One of the plus points about the fields surrounding this area is the comparative lack of hiding places. There are paths leading into another part of the forest, though, and I’m about to look further into them when Jack calls me back.

He points down towards me on the ground. “Look at that,” he says. “That’s strange.”

I look down. The dark, cold and rain are not sharpening my observational powers.

"What is?" I ask.

"Look at the ground. It's different around here."

I try, but for the life of me, I can't see whatever it is that he's talking about.

"What am I meant to be seeing?"

"No, not there," he says. "Take a couple of steps back, and then look again, but don't try to focus on any one part of it."

"You're making it sound like a magic eye painting. I could never do them either."

He gestures around in a circle. "Look. You see it?"

I don't, but I try to do what he says. Instead of looking intently, I try to look more generally, and take in the whole picture rather than a series of details.

And then I see it.

A darker, slightly raised piece of grass, with some mushrooms growing in it. It isn't strong, and it isn't obvious, but once you spot it, it's very much there.

"Strange, isn't it?" He says.

As I look at it, everything I know about it comes immediately to mind. All at once, unbidden.

"It's a fairy ring," I say.

"I don’t know what that is."

"You never heard about them when you were a kid?"

"I didn't pay much attention to things as a kid. I can tell you a lot about TV at the time, but not things I was told."

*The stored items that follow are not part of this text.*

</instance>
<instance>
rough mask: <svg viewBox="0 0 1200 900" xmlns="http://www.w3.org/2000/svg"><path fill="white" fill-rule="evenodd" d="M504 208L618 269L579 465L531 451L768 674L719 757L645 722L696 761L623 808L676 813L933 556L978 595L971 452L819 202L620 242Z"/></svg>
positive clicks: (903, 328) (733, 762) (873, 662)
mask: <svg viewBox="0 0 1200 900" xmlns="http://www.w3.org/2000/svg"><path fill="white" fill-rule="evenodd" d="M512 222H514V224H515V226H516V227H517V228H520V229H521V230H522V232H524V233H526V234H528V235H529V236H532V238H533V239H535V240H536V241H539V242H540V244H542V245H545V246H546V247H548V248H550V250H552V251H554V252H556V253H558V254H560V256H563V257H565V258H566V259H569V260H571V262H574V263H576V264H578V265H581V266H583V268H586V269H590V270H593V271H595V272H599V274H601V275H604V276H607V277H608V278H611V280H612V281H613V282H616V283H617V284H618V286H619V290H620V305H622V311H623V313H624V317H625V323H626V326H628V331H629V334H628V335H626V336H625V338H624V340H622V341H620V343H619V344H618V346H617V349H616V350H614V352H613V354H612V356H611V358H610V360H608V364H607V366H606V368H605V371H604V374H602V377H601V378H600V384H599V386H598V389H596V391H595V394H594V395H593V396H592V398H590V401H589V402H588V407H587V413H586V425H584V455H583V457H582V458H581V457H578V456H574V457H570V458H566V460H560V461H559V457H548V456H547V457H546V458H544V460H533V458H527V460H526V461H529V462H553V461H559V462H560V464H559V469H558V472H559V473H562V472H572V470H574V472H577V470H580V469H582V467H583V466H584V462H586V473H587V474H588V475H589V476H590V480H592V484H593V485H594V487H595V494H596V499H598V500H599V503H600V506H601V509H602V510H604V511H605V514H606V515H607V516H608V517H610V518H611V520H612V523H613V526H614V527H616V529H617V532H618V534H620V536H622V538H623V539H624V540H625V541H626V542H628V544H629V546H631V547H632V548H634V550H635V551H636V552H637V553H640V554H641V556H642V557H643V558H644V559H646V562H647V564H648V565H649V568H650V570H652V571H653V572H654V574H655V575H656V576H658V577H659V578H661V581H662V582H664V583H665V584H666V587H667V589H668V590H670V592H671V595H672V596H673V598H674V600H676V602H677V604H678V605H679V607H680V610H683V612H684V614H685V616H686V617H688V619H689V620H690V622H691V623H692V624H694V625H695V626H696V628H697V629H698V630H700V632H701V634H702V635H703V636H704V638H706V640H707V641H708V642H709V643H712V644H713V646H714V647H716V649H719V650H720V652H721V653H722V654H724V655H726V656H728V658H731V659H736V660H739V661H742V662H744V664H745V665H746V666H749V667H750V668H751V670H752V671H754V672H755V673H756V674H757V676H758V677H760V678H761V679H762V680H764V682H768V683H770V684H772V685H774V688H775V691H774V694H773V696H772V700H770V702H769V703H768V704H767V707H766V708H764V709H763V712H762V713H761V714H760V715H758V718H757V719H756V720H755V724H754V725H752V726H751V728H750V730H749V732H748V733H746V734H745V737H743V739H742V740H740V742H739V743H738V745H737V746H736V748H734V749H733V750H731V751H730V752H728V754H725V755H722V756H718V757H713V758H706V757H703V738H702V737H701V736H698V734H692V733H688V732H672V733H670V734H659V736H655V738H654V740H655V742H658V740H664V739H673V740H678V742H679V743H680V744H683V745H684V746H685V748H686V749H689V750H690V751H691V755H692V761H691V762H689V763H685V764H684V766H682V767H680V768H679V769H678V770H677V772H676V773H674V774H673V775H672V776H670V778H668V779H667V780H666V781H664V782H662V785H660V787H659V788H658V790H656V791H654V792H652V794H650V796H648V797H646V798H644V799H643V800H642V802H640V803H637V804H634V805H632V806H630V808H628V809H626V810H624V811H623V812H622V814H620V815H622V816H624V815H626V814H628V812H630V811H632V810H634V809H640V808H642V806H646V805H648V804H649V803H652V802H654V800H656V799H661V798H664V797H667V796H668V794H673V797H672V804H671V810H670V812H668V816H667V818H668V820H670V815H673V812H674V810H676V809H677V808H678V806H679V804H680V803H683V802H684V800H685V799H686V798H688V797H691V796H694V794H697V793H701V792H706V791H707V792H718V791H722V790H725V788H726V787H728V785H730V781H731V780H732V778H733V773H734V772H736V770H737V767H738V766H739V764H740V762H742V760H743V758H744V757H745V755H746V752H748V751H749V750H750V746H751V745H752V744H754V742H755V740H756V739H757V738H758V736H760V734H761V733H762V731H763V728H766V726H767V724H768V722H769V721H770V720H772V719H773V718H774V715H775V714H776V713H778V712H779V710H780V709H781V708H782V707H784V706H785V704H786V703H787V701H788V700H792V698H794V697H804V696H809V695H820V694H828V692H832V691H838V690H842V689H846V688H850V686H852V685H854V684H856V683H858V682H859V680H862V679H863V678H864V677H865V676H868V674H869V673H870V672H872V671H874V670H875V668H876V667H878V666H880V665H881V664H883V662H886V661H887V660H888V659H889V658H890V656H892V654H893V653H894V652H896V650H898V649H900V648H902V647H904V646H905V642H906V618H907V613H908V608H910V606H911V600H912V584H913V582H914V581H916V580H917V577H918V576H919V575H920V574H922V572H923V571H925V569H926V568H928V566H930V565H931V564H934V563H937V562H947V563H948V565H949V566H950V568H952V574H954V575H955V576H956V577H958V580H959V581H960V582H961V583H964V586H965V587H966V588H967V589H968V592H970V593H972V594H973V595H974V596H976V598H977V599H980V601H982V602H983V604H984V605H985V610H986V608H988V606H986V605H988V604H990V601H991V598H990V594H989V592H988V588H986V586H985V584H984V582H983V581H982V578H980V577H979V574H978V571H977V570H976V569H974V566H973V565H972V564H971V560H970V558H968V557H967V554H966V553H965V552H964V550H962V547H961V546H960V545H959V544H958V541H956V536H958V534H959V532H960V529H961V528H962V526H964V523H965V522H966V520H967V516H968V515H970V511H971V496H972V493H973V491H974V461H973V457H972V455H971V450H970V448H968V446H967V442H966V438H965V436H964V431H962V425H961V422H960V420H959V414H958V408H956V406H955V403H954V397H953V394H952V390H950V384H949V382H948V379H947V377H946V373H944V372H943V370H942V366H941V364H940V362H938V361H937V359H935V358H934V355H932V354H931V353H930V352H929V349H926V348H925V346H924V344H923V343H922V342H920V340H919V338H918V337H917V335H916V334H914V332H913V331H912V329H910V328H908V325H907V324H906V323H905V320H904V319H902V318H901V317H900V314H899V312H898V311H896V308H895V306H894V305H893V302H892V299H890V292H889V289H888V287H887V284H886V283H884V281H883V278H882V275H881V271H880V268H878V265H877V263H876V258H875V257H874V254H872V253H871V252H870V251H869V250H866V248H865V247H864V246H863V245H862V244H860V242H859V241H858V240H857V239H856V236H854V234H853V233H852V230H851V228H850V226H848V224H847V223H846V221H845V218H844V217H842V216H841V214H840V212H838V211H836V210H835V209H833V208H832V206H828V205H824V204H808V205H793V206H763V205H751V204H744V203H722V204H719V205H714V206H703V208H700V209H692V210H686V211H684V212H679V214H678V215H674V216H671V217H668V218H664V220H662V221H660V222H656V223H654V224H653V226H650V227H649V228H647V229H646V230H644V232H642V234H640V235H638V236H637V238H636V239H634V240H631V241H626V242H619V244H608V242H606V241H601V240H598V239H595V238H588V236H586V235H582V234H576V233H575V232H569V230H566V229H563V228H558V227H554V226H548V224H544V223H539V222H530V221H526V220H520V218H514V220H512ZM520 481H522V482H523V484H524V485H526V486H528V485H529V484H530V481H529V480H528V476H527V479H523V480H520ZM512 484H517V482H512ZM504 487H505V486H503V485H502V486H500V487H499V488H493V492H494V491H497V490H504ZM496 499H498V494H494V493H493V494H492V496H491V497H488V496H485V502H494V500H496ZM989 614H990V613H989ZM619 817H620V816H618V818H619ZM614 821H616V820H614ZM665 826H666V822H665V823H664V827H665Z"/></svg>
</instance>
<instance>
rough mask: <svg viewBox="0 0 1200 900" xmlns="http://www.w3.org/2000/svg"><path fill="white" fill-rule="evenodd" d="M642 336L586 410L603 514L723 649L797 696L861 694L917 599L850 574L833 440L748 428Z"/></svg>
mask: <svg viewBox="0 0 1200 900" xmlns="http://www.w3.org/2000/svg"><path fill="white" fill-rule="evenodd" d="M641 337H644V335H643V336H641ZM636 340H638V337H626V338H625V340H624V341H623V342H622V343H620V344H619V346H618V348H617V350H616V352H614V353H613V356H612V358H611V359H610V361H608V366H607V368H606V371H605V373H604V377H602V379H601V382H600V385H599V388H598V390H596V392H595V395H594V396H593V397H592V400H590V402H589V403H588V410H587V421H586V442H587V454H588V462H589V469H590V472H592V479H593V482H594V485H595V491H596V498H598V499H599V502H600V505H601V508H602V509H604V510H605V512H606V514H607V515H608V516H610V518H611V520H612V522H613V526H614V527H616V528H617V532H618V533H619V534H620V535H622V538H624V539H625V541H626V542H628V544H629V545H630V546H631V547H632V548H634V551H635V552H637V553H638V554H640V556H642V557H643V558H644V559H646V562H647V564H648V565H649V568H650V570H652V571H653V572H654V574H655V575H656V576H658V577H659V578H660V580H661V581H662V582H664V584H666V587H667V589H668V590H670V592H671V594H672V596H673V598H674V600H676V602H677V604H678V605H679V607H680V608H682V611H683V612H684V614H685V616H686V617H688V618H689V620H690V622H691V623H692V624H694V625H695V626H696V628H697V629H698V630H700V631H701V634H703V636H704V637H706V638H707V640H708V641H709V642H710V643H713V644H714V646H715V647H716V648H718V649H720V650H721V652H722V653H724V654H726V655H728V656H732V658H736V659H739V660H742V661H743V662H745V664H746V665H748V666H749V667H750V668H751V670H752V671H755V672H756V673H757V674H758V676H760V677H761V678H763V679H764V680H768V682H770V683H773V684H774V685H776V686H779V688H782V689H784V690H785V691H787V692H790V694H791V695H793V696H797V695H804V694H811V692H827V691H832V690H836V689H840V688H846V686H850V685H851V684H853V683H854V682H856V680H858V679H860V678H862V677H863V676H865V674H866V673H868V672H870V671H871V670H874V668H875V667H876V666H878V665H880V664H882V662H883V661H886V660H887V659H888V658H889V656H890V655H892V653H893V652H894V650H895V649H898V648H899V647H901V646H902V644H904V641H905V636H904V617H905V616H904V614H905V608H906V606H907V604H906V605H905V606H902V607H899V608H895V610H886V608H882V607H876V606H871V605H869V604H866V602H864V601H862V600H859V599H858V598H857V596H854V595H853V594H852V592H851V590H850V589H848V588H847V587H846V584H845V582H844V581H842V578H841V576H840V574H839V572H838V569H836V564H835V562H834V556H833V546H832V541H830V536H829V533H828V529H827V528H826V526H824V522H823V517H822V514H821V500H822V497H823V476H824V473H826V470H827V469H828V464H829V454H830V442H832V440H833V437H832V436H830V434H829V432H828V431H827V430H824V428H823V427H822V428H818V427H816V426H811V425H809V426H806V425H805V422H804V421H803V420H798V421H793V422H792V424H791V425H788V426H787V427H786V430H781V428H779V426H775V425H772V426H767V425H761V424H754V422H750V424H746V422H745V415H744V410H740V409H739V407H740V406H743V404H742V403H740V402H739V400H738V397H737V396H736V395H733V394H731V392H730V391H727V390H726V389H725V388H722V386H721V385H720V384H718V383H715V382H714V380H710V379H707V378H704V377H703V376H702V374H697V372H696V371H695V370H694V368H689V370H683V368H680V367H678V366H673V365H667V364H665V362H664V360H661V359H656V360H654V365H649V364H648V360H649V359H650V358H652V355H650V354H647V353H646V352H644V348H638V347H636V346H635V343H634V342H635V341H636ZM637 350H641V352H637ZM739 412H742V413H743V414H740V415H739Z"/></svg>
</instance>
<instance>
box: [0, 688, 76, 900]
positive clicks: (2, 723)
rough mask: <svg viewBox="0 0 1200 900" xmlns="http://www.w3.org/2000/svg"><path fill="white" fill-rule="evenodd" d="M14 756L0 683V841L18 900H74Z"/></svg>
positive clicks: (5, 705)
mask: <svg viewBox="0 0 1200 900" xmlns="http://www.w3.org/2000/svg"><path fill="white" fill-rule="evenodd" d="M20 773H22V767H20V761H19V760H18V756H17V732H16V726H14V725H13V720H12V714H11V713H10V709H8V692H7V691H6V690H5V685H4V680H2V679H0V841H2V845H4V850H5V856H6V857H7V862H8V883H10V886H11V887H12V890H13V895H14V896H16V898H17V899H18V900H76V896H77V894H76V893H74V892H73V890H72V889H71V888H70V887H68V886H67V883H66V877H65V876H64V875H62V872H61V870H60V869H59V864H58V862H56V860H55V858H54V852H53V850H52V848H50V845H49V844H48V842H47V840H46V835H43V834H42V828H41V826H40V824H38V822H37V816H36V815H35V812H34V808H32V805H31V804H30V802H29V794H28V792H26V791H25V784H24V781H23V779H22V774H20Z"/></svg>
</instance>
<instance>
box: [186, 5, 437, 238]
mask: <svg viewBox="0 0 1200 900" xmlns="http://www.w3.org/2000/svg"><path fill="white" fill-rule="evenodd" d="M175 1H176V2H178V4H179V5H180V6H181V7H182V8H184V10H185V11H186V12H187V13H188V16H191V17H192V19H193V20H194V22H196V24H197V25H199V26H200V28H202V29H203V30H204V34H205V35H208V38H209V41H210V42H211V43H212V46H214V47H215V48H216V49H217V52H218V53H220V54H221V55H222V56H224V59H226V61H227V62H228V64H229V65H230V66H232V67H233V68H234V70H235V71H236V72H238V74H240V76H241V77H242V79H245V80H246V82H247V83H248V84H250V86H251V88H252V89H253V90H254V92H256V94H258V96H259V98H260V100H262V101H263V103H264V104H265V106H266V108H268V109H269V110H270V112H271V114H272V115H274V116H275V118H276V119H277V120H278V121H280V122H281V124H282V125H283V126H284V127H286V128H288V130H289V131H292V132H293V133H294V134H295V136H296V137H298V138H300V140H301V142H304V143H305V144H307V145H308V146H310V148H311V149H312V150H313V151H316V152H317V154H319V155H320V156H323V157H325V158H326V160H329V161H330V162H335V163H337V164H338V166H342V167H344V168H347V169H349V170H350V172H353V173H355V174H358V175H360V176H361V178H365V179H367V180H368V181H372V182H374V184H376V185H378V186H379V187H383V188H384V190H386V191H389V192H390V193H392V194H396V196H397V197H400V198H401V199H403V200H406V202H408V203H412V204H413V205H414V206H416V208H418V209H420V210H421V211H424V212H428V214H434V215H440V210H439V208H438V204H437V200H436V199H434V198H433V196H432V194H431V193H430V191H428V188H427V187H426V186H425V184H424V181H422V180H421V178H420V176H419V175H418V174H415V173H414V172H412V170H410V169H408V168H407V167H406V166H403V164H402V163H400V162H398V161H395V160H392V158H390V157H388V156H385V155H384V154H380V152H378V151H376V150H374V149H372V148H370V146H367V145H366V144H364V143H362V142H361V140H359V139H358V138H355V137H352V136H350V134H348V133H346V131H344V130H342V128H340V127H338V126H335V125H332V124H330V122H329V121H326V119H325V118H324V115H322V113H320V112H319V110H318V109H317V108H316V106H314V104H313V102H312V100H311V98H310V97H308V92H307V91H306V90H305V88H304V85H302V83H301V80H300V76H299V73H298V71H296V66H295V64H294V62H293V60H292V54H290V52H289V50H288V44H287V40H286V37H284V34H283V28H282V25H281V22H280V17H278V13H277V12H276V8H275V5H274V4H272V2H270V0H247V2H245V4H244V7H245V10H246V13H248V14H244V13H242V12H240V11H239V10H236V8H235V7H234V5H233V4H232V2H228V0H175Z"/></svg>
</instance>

"They're supposedly planted by fairies. They're how they travel between their world and ours. And if you get trapped by one..."

He looks concerned all of a suddden, and I almost kick myself. "What?"

"...I don't remember. There's something though." Don't tell him about the dancing, I think.

“You know we’re both talking seriously about this, don’t you?” He asks me.

“Are we?”

“Well, I am,” he says. “I know it sounds stupid, but I am. I’m not ruling anything out. Whatever it takes to find Andrea… or…you know…what happened to her.”

I notice the effort he takes to stop his voice cracking. “Then we’re taking this seriously,” I tell him.

“So tell me what it is that happens.”

I take a moment before I do. “They’re traps. By the fairies. For children. You walk around it three times, or five times, or…whatever. It’s like ‘Bloody Mary’. Or ‘Candyman’. Something like that. You… I don’t know, you’re supposed to say a rhyme or a verse or something, and walk around it before trying to cross it."

"Widdershins." A voice that I don’t recognise says.

"What?" I look around, trying to see where it came from.

"You have to go round it widdershins. Or it doesn’t work." the same voice says.

I look behind me, and it takes me a moment to see him, and once I do, I wonder why I didn't see him earlier, as he's standing right there.

"Jamie!" Jack says, with a look of relief.

He's in his forties, I'd guess, and has dirty blonde hair. He looks smart and scruffy at the same time. He's wearing a white shirt and black tie, but it's loose and looks like he hasn't taken it off in days, and it's covered by an old, battered brown mac. He takes a drag from a cigarette. The smoke swirls around him.

"Hello, squire." Jamie says to me. "Been wondering when you'd finally turn up."